# Ftp



## mr_ed (16. April 2002)

Hallo zusammen,
ich weiß nicht ob das hier richtig ist, aber ich habe folgendes Problem:
Ich benutze WS_FTP und habe auf meinem Server ziemlich viele Verzeichnisse, in denen Dateien sind, welche ich löschen möchte. Allerdings sagt mir das Programm immer ich kann das entsprechende Verzeichnis nicht löschen, da es Unterverzeichnisse bzw. Dateien enthält.Ich habe jedenfalls sch... viele Baumstrukturen auf meinem Server und keine Zeit u. Lust alle Unterverzeichnisse mühsam zu entleeren bevor ich sie löschen kann.

Gibt es ein Programm das Verzeichnisse auf einem Server löschen kann, auch wenn dort Dateien drin sind?

Danke


----------



## Flex (16. April 2002)

Hm, also ich benutze LeapFTP und hab absolut keine Probleme damit...

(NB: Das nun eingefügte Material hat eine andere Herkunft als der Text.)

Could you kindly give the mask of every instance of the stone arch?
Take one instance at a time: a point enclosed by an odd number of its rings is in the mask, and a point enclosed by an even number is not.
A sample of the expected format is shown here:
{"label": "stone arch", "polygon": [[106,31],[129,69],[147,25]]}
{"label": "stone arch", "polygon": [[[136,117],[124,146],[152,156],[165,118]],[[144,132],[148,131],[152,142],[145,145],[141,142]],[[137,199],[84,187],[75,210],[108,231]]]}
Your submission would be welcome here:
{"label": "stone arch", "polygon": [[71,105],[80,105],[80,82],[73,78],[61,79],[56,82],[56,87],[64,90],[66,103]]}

Geh einfach auf download.com und such nach LeapFTP...

Da klappt alles... zumindest bei mir 

Have Fun


----------



## mr_ed (17. April 2002)

Puh, ich hatte mich erst verlesen und es mit LeachFTP probiert, hatte nicht geklappt... 
Aber mit LEAP funzt es endlich 
Danke


----------